General information
- Type: Research
- National origin: United Kingdom
- Manufacturer: Bristol Aeroplane Co. Ltd.
- Designer: Frank Barnwell
- Number built: 1

History
- First flight: 13 November 1925
- Retired: 1928

= Bristol Type 92 =

The Bristol Type 92, sometimes known as the Laboratory biplane, was an aircraft built by the Bristol Aeroplane Company to address the differences between wind tunnel cowling models and full scale cowling for radial engines and was designed as a scaled-up version of a wind tunnel model aircraft. One was built and flew in the mid-1920s.

==Development==
In the development of the Bristol Badger in 1919, Bristol's chief designer Frank Barnwell had noted discrepancies between wind tunnel model tests and full-size aircraft, particularly in the failure to predict the Badger's lateral instability. He had responded by building the Badger X which had standard Badger wings combined with a very simple fuselage, intended to look like a scaled-up wind tunnel model for comparison. The Badger went on to become a testbed for Bristol's Jupiter radial engine in a variety of cowlings. Once again, it was difficult to extrapolate from wind tunnel measurements on cowling aerodynamics and engine cooling to the full scale, so that the cooling behaviour of cowlings that were aerodynamically efficient was hard to predict. Cooling difficulties were experienced with the Badger and later Jupiter-powered Bristol types like the Bullfinch and Ten-seater.

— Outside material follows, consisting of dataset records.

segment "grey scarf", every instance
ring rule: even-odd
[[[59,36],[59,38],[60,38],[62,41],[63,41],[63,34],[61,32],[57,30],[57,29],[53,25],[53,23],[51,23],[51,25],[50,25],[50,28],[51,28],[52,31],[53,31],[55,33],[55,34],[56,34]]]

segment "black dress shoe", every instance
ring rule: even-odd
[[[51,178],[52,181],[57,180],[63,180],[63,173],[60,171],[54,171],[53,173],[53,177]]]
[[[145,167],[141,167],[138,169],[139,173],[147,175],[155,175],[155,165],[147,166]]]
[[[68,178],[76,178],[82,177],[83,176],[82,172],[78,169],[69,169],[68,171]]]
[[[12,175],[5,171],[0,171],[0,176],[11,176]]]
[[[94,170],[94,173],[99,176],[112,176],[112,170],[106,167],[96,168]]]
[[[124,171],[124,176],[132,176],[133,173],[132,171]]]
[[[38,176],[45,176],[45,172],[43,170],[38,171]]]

Barnwell's response was again to design a full-scale aircraft which had the simplifications of a typical wind tunnel model, to which could be fitted any of several cowlings over the Jupiter engine; the Type 92 was the result. It was a two-bay biplane without stagger or sweep on the equal span, square-tipped wings. These and the tail unit, which was also very rectangular and simple, were fabric-covered steel strip and tube structures. Part of the Type 92's odd appearance came from the wish to minimise wing-fuselage aerodynamic interactions. To achieve this, the vertical gap between the wings was large: at 9 ft it was 25% of the span. The undercarriage had a wide track and was a single axle arrangement mounted below the ends of the inner interplane struts.

The fuselage was also simple, the structural part being a plywood-covered box girder about 2 ft square from the nose to aft of the second cockpit, where it tapered in plan only to an edge at the tail. Two streamlined pylons joined the wings to the box, above and below, carrying the fuselage at mid gap. For the aerodynamic investigations, the untapered part of the fuselage could be contained in circular fairings of different diameters; originally a range of five sizes was planned, but to reduce cost only the smallest (3 ft) and largest (5 ft) were flown. Since the diameter of the Jupiter was about 4 ft 7 in, the cylinder heads were well exposed with the smaller fairing and enclosed by the larger.

==Operational history==
Powered by a Jupiter V engine, the Type 92 first flew from Filton on 13 November 1925. It was ungainly in the air, was never registered nor flown far from Filton, but it was in use for more than two years, mostly with the 3 ft fairing. The larger fairing was fitted in 1928, but not long after, the undercarriage was damaged in a heavy landing and the Type 92 did not fly again.

By the end of the 1920s, the problem of cowling radial engines was beginning to be mastered, though it is not clear how much the Type 92 contributed to the solution. In 1929, the Townend ring appeared, improving the airflow but open enough not to impede cooling; in 1928-9, NACA was releasing and applying the results of very successful tests on closely cowled engines in the 20 ft diameter Propeller Research Tunnel (PRT). The PRT's ability to test full scale cowlings meant that they could be developed under ground-based laboratory conditions, rather than flying them on a laboratory aircraft, and the difficult problems of trying to scale low Reynolds number model data to realistic values were avoided.